Ireland-based Mcor Technologies has an easy time converting 3D Systems (NYSE:DDD) and Stratasys (NASDAQ:SSYS) customers, as its paper-based monochrome and full-color professional 3-D printers operate at a fraction of their cost. Instead of locking customers into expensive proprietary materials like 3D Systems and Stratasys, Mcor's 3-D printers use ordinary copy paper found in offices around the world. The end result is that Mcor's printers cost between five and thirty times less to operate than competing 3D Systems and Stratasys machines. For product developers needing a high volume of conceptual models and early prototypes, this cost savings could translate into hundreds of thousands of dollars over the device's lifetime.
In the following video, 3-D printing specialist Steve Heller asks Mcor CEO Conor MacCormack if Mcor is having success with converting 3D Systems and Stratasys customers. Beyond Mcor posing a disruptive threat to 3D Systems and Stratasys, investors should also be aware that there are situations when Mcor's products are complimentary to 3D Systems and Stratasys' offerings.
A full transcript follows the video.
Steve Heller: Your customer base, where you're getting them from, and if you're having success converting Stratasys, 3D Systems customers over to Mcor. Are you having any difficulty, or have they been really receptive? Has the product been well received in the market?

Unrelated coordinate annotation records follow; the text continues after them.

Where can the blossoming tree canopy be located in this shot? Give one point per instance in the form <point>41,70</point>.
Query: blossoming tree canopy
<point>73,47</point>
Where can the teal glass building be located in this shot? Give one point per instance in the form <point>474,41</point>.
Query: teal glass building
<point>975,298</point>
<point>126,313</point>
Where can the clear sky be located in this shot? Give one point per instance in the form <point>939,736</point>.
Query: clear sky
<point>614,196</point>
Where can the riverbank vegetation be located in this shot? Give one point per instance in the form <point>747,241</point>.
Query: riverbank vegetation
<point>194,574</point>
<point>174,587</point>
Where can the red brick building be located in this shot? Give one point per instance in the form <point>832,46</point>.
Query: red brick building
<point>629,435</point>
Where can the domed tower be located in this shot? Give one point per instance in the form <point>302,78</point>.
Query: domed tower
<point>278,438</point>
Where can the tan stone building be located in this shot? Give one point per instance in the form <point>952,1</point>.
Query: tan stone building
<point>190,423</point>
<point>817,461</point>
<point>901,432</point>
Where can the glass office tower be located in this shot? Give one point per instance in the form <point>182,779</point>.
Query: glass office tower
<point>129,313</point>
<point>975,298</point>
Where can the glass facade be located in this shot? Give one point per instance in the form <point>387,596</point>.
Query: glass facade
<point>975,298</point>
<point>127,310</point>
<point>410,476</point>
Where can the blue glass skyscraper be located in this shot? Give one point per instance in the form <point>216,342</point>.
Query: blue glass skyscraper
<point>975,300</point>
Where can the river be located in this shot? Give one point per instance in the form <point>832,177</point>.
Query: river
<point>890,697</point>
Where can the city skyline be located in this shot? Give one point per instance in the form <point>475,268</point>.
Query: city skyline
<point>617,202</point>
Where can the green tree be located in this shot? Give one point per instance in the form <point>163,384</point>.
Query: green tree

Conor MacCormack: To be honest, our easiest sales are when we walk into an office and they have one of our competitors' [3D Systems and Stratasys] technologies, because they know the value of 3-D printing; they've invested heavily to get one. But they also know the pain, and the running costs are very, very high.
Those things are already proven to them. They know what they can do, but they also know it's really expensive, so when we turn up with our solution and they get to see the parts, you don't even have to explain that it's low -- they just know -- it's going to be paper, it's going to be low running cost. They're our easiest sales, believe it or not.
There's plenty of anecdotal knowledge where you could take maybe 10% of a build that's on a very big machine -- on a competitor's [like 3D Systems and Stratasys], that's very expensive -- and just taking 10% of the work off that machine pays for our machine.
Heller: Your machine, in a way, can be complementary to other technologies, because it's earlier on in the prototyping process, so as they need more functional -- maybe they need multi material, or rubber, or whatever technology is out there, like the [Stratasys] Objet Connex3 -- they could use that later on in the process, save their running costs overall by investing in your system earlier on.
MacCormack: I think so, yes. Definitely on the commercial side, I see a position for us to be comparable with other technologies, and we can work hand-in-hand.
Heller: Complementary is interesting. It's not like you're necessarily combative with other technologies all the time. There's instances where both work well together.
MacCormack: Yes, absolutely. I think in that case, that's very well-defined, and we have a lot of examples where we're winning on Stratasys deals, we're winning on 3D Systems deals, very much at the corporate enterprise level.
I think when you move into the consumer level, even though the price point of the machine, as I mentioned before, is high, but the end product I think is very suited to the consumer. We are unique in that way, that we have a very, very good solution; the perfect solution, I believe, for the consumer, for printing out photographs and busts and pictures of the kids.
Heller: I know you have something like that in the Netherlands, through Staples. Is that happening in America any time soon?
MacCormack: Well, all I can say is that we're working with plenty of companies that want to bring that on. It's just very exciting to be able to do that. Not only are people interested in selling our products, but also offering that as a service and offering that to people who don't want to buy a machine, but want to get 3-D printed content.
I think, very similar to the 2-D printer analogy where 10-20 years ago people would never dream of printing a photograph at home -- they always went down to their local store or CVS, that would have a bigger, higher-end machine in the background doing the prints. I think there's a similar opportunity for the consumer.
I'm not talking about the makers. I'm talking about the people on the street.
Heller: Right, that want their wedding photo printed.
MacCormack: Yes. They're mom or dad; people that don't know the technology and don't really care how the technology works. They would just like to have a really nice keepsake, something on the mantelpiece or something that they can give somebody as a gift.
I think the access that they need is not about buying the technology, but it's going into a store and making it very easy to upload the content -- or take a photograph, ideally -- and get that printed out in 3-D. I think that's the path, until home machines get to the point where they're just as good as what you get on the industrial machines, which will happen, but just not yet.
Heller: Very good. Thank you so much, Conor. We' really appreciate your time.
MacCormack: No problem. It was a pleasure talking to you again.
Heller: Thanks for watching, ladies and gentlemen. Fool on!